8

I cannot get my head around it. I want to insert the values of a dictionary into a sqlite databse.

url = "https://api.flickr.com/services/rest/?method=flickr.photos.search&api_key=5f...1b&per_page=250&accuracy=1&has_geo=1&extras=geo,tags,views,description"
soup = BeautifulSoup(urlopen(url)) #soup it up
for data in soup.find_all('photo'): #parsing the data
    dict = { #filter the data, find_all creats dictionary KEY:VALUE
        "id_p": data.get('id'),
        "title_p": data.get('title'),
        "tags_p": data.get('tags'),
        "latitude_p": data.get('latitude'),
        "longitude_p": data.get('longitude'),
    }
    #print (dict)
    connector.execute("insert into DATAGERMANY values (?,?,?,?,?)", );
    connector.commit()

connector.close

My keys are id_p, title_p etc. and the values I retrieve through data.get.

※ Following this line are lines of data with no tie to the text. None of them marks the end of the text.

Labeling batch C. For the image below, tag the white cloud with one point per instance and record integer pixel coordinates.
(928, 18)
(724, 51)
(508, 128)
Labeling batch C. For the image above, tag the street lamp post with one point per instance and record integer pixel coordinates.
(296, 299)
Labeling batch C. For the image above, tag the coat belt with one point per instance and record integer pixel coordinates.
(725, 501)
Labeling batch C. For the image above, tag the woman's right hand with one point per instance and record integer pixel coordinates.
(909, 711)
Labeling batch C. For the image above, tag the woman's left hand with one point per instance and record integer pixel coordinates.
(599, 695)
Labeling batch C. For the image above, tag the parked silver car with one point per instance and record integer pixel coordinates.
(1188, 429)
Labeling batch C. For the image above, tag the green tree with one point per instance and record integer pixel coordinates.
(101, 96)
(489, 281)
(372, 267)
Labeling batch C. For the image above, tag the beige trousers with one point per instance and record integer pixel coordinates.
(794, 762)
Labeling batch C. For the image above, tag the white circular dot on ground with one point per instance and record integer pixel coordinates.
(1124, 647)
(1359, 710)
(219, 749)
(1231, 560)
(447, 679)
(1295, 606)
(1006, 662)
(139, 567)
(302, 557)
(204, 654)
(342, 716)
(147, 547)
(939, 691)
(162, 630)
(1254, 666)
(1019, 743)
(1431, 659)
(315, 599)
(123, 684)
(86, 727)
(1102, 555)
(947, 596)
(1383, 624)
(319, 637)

However, I cannot insert them. When I try to write id, title, tags, latitude, longitude behind ...DATAGERMANY values (?,?,?,?,?)", ); I get NameError: name 'title' is not defined.

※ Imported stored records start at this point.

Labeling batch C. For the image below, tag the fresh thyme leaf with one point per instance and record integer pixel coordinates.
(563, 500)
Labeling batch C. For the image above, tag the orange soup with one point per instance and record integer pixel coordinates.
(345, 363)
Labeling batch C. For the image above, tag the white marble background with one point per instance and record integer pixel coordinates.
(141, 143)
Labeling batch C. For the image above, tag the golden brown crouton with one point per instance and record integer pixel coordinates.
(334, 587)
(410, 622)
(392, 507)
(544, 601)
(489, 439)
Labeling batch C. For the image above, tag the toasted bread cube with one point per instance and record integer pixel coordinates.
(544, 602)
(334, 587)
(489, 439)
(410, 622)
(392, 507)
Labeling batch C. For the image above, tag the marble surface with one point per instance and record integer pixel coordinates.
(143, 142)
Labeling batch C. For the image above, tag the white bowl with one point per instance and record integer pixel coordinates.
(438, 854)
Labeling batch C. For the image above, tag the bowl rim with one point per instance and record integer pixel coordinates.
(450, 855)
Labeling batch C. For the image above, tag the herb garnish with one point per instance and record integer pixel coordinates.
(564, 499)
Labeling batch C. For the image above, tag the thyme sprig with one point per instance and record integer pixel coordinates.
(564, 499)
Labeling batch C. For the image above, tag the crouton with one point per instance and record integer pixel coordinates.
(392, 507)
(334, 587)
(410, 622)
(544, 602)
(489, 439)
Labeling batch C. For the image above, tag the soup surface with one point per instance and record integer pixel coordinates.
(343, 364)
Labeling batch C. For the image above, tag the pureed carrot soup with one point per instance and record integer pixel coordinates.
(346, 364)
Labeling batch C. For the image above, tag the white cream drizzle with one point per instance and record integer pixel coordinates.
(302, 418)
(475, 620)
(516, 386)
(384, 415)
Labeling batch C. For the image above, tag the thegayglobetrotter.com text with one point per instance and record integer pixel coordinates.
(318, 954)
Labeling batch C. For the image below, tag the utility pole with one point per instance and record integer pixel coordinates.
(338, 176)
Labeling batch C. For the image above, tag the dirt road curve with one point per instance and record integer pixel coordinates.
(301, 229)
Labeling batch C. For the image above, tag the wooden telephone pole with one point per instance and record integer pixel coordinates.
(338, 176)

I tried it with dict.values and dict but then its saying table DATAGERMANY has 6 columns but 5 values were supplied.

Adding another ? gives me the error (with `dict.values): ValueError: parameters are of unsupported type

This is how I created the db and table.

#creating SQLite Database and Table
connector = sqlite3.connect("GERMANY.db") #create Database and Table, check if NOT NULL is a good idea
connector.execute('''CREATE TABLE DATAGERMANY
        (id_db INTEGER PRIMARY KEY AUTOINCREMENT,
        id_photo INTEGER NOT NULL,
        title TEXT,
        tags TEXT,
        latitude NUMERIC NOT NULL, 
        longitude NUMERIC NOT NULL);''')

The method should work even if there is no valueto fill in into the database... That can happen as well.

four-eyes
  • 10,740
  • 29
  • 111
  • 220

3 Answers3

11

You can use named parameters and insert all rows at once using executemany().

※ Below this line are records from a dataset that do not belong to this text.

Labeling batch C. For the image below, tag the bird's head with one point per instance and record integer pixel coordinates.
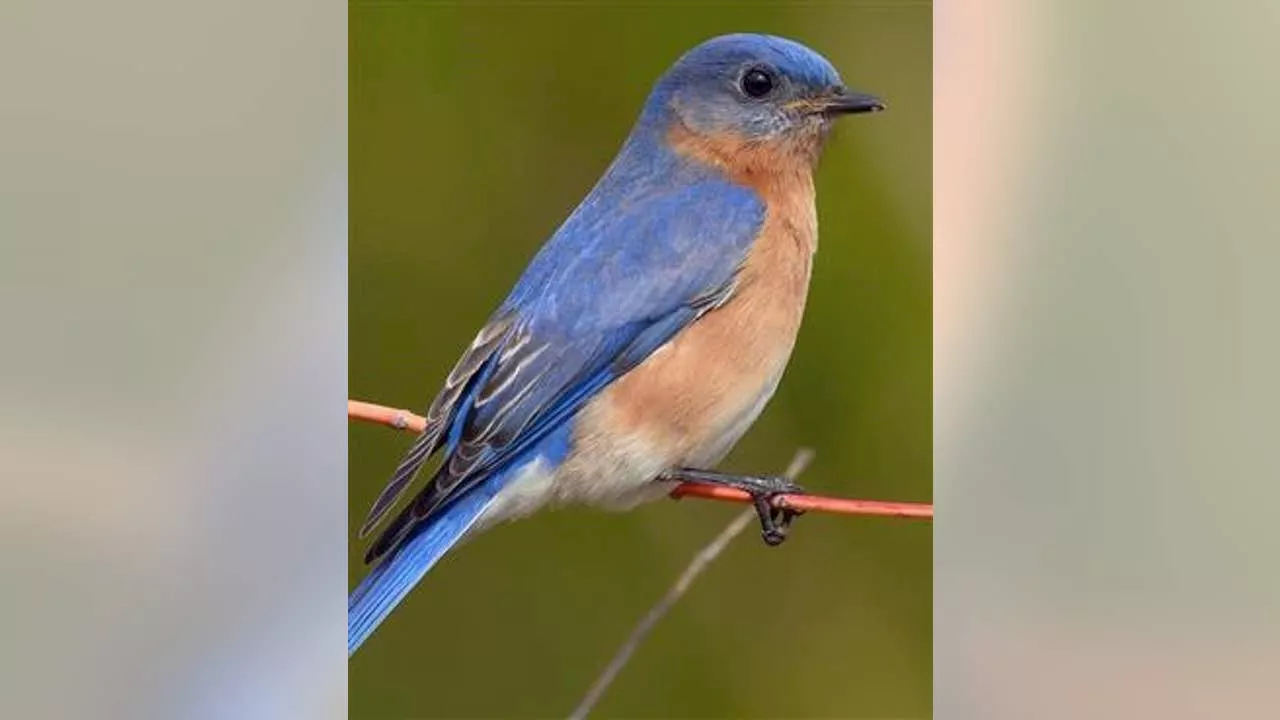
(757, 89)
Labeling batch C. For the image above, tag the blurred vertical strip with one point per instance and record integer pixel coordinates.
(1105, 359)
(173, 300)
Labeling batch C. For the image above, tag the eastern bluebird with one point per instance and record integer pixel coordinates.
(647, 336)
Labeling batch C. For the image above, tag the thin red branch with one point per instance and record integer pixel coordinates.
(406, 420)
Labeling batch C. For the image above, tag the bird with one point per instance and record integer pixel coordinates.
(647, 335)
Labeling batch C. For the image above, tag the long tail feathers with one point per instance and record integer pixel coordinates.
(391, 580)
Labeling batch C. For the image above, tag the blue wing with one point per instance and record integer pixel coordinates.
(612, 286)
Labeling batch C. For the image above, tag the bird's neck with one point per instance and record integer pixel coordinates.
(778, 171)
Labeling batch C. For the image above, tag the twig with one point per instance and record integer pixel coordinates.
(695, 568)
(406, 420)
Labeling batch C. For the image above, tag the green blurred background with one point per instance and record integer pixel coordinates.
(475, 128)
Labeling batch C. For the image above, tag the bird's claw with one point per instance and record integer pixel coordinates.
(775, 522)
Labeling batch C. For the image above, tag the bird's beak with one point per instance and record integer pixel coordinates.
(849, 103)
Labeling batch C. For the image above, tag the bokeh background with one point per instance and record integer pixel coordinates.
(474, 131)
(173, 295)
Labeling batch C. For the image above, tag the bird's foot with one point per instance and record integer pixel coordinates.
(775, 522)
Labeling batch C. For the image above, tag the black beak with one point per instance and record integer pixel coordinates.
(849, 103)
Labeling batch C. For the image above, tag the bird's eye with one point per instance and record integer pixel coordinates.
(757, 82)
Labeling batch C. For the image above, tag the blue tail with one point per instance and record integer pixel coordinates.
(391, 580)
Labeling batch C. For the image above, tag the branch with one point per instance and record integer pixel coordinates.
(695, 568)
(406, 420)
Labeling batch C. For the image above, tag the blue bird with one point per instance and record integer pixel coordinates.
(648, 333)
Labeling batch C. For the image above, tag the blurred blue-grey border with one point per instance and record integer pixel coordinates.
(173, 222)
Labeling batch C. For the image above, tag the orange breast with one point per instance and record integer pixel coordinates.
(695, 396)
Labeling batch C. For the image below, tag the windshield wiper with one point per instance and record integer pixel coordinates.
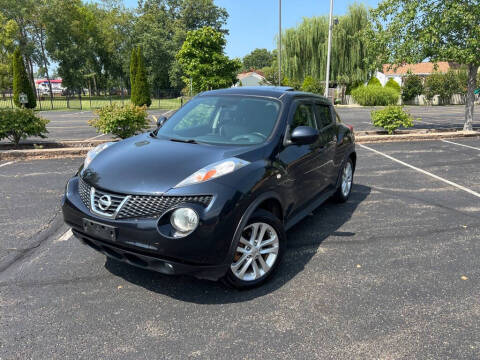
(188, 141)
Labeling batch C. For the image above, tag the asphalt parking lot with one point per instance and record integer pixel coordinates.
(391, 274)
(73, 125)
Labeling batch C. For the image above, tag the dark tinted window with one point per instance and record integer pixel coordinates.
(303, 116)
(323, 115)
(238, 120)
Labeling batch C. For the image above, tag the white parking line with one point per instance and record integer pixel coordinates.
(10, 162)
(454, 143)
(423, 171)
(65, 236)
(95, 137)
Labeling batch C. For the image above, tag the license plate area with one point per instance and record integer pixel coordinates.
(99, 230)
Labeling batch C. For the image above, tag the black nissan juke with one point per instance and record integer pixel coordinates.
(213, 189)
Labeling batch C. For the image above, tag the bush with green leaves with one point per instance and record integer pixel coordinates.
(310, 84)
(18, 124)
(392, 84)
(121, 121)
(412, 87)
(391, 118)
(375, 96)
(374, 82)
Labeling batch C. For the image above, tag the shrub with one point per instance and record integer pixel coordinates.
(392, 84)
(121, 121)
(310, 84)
(375, 96)
(391, 118)
(412, 86)
(21, 82)
(17, 124)
(374, 82)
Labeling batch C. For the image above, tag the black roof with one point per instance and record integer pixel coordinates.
(270, 91)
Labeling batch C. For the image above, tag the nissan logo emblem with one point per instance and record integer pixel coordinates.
(104, 202)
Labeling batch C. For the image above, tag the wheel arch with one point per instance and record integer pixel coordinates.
(268, 200)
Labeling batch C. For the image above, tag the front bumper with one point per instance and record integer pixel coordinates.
(205, 253)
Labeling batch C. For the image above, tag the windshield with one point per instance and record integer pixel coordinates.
(236, 120)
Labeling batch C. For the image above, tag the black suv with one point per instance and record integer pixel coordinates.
(213, 189)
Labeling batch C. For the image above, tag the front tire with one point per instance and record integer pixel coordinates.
(258, 252)
(346, 182)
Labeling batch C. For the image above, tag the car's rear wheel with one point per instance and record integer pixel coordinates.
(258, 252)
(346, 182)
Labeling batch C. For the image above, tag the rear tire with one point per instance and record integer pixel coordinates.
(346, 182)
(258, 251)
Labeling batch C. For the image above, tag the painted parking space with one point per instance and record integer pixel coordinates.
(392, 273)
(452, 162)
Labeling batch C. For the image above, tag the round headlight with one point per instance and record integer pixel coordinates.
(184, 220)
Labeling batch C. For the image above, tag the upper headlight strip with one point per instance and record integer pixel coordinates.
(213, 171)
(94, 152)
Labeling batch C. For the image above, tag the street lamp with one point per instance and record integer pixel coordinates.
(330, 25)
(279, 42)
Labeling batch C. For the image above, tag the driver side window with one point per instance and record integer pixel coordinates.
(303, 117)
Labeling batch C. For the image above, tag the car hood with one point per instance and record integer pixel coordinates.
(147, 165)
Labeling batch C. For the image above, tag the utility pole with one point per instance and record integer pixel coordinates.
(279, 42)
(330, 26)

As a bonus, you would get a good separation of html-parsing and data-pipelining logic:

data = [{"id_p": photo.get('id'),
         "title_p": photo.get('title'),
         "tags_p": photo.get('tags'),
         "latitude_p": photo.get('latitude'),
         "longitude_p": photo.get('longitude')} for photo in soup.find_all('photo')]
connector.executemany("""
    INSERT INTO
        DATAGERMANY
        (id_photo, title, tags, latitude, longitude)
    VALUES
        (:id_p, :title_p, :tags_p, :latitude_p, :longitude_p)""", data)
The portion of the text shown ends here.